Whether other delegates, industry professionals (both business side and the creatives); the people I met over those three days inspired me, gave me a sense of belief in my work, and were overall just interesting to speak with. SongSummit gives you an opportunity to get speak to people you may never have heard of prior, or thought you would ever get the chance to meet. I left the weekend with a bag full of EP’s and business cards from contacts I made, that I will no doubt use in the future both within Australia and Internationally.

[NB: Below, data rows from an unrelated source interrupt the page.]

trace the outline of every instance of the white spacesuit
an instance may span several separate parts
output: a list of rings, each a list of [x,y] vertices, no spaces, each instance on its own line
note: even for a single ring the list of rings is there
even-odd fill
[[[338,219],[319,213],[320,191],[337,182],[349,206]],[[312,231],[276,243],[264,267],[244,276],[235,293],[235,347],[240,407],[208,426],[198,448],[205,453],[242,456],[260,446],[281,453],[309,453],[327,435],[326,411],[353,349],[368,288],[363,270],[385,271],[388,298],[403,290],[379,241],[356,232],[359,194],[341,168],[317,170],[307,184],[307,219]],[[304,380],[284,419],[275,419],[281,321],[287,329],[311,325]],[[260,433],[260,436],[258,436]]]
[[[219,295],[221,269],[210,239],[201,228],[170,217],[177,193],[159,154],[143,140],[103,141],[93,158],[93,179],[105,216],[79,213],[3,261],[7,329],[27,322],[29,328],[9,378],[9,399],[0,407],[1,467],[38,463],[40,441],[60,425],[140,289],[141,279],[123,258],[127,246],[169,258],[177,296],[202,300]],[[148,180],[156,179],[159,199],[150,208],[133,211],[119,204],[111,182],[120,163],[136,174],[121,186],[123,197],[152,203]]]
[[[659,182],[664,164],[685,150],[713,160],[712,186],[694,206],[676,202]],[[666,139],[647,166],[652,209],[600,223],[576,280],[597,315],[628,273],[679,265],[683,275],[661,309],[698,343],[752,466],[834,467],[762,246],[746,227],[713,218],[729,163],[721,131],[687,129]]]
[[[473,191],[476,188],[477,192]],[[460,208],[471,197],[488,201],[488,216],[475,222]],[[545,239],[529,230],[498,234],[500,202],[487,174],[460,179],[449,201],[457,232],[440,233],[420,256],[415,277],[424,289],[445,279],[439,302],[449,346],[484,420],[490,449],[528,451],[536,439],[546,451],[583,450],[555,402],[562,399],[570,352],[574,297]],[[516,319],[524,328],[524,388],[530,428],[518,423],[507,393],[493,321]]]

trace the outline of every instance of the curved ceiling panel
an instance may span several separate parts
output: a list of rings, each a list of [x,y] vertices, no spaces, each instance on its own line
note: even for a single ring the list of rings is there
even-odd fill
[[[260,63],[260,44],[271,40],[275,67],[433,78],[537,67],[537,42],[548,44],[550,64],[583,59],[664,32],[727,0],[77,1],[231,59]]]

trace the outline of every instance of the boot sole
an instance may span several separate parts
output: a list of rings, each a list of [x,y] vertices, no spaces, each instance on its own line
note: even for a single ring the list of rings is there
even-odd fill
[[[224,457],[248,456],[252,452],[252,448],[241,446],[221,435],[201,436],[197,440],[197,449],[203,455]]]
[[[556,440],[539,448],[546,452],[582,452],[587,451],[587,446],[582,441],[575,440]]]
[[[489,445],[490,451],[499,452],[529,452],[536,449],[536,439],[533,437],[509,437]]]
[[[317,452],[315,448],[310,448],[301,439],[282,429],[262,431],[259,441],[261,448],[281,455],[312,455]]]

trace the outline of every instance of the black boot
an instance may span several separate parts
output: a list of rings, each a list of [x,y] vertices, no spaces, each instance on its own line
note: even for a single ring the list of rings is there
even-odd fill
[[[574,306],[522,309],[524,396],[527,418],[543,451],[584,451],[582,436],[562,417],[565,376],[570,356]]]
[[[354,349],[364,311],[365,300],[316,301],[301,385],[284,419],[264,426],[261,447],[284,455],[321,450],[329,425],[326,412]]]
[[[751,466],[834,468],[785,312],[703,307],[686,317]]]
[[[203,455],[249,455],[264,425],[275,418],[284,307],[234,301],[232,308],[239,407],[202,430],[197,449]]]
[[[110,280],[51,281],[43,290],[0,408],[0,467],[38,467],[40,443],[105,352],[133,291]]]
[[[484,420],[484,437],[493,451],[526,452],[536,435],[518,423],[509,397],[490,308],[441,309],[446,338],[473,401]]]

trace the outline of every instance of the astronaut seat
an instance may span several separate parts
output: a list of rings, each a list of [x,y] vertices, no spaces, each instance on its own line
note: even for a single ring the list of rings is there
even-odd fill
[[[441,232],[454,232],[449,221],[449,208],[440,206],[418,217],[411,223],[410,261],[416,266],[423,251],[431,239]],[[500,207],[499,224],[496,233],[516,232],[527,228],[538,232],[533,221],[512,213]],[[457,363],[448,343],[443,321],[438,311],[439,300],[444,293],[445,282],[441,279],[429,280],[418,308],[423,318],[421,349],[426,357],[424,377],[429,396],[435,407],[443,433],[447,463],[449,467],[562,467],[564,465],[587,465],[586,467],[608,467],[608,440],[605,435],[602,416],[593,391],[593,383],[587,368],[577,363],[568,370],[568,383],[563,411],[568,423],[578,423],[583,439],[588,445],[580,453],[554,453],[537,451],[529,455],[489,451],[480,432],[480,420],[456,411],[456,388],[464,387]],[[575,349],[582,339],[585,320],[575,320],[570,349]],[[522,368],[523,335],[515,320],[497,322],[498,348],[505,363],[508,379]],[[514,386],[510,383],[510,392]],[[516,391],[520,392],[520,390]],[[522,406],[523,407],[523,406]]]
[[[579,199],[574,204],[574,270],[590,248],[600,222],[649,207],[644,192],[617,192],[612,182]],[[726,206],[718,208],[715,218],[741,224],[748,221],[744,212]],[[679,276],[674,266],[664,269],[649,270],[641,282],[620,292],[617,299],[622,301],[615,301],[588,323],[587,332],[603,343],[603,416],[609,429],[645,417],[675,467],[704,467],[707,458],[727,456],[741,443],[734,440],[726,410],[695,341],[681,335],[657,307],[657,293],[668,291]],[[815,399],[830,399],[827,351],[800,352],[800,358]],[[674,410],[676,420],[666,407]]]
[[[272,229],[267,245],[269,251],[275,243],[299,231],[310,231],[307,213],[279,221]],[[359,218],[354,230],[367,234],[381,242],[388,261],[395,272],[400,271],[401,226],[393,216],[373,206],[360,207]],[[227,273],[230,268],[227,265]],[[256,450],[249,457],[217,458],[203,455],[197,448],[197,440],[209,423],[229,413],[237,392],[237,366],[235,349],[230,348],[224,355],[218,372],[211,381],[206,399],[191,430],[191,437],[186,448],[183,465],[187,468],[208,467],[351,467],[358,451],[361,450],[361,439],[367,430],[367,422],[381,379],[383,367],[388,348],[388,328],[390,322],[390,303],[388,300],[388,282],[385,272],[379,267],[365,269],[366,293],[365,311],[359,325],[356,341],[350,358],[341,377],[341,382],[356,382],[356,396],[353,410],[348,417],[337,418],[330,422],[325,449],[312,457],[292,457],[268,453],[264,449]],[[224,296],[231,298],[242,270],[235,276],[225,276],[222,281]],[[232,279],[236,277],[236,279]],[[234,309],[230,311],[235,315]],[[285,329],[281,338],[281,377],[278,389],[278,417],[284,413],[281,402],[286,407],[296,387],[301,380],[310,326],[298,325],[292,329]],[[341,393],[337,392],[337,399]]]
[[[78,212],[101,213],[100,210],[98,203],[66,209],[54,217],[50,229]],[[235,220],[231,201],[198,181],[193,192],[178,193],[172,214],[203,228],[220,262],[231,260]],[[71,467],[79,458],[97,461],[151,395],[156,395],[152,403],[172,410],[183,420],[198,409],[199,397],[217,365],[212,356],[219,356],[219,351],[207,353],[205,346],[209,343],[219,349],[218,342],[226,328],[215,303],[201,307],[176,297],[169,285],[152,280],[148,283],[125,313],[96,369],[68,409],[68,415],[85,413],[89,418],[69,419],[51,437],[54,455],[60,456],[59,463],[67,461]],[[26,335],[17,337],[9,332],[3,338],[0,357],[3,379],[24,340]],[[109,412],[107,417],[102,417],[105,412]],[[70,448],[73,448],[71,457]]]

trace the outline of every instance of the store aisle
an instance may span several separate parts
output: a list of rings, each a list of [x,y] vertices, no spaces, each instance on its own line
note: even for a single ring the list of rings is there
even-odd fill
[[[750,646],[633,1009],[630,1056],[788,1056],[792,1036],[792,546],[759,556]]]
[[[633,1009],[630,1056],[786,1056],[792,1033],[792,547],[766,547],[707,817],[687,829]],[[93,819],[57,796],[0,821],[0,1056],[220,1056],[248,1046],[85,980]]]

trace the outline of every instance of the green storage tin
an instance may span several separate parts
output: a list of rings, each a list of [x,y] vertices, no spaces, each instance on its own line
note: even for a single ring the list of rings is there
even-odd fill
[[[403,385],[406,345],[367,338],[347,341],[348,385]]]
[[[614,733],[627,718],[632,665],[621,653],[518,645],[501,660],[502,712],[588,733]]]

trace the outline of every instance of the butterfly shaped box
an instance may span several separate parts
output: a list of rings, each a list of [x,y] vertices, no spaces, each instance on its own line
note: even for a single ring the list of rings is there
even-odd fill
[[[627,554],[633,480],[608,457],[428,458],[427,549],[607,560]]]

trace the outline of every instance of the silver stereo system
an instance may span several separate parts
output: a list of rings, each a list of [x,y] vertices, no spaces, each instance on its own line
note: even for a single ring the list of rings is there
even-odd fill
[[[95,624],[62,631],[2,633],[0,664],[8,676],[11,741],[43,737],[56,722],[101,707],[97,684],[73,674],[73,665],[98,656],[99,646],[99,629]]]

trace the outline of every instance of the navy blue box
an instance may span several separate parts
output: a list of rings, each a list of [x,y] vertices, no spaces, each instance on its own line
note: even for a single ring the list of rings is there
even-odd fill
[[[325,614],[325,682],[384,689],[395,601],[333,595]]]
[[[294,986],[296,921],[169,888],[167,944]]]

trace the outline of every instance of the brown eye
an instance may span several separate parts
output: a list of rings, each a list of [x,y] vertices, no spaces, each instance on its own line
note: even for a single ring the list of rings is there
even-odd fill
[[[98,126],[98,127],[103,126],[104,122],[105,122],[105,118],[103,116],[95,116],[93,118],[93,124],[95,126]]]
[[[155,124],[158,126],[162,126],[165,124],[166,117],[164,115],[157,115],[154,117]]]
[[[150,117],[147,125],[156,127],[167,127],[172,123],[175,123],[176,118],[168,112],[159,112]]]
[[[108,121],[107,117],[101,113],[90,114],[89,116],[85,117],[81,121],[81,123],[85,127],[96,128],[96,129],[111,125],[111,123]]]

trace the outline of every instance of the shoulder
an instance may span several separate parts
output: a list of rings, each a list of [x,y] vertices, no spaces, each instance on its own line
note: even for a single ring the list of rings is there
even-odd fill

Putting aside all the positives that left me ending the summit on such a high, there is always that level of expectation that sometimes is not met. Having attended a couple of the songwriting sessions, as great as it was to speak with the artists and hear feedback, a part of me wanted to watch them work, and see the process that takes place to make that ‘winning’ song. In saying that however, the tips and feedback they provided was nothing but invaluable, and for them to spend their time with us, truly deserves a thankyou.
Like Willie Nelson sings ‘its funny how time slips away’, and I think I speak on behalf of many that time flew by over the past three days. Many of the 1100 attendees I believe would be happy to spend a whole week at the least on the Darling Harbour grounds if it meant getting to experience each session. Reading through the different options of session’s available to attend, it is hard to decide where to go, and which would benefit you best. There is a part of you left wondering ‘what if’ you went to another session, yet unless you wanted a quick ten minutes of each, there is no way to attend them all!
One thing everyone who attended did have the option of going to were the performances, and there are only good things to say about those! The performers ranged from Megan Washington; East Coast singer/songwriters from Canada (David Myles, Henry Wagons, Matt Anderson and Tim Chaisson), ‘The Line’ performers throughout all the networking breaks and lunches; and in between getting to watch ‘up and coming’ performers such as Adam Katz and Donna Jordee. Each performance left you wanting more, but nothing was as moving as listening to Imogen Heap on Sunday Night where she discussed and performed her songs in an intimate setting; just her and the piano.
For any aspiring songwriters, musicians, or those just wanting to further their understanding of the music industry, I would strongly recommend coming next year, it is a priceless opportunity!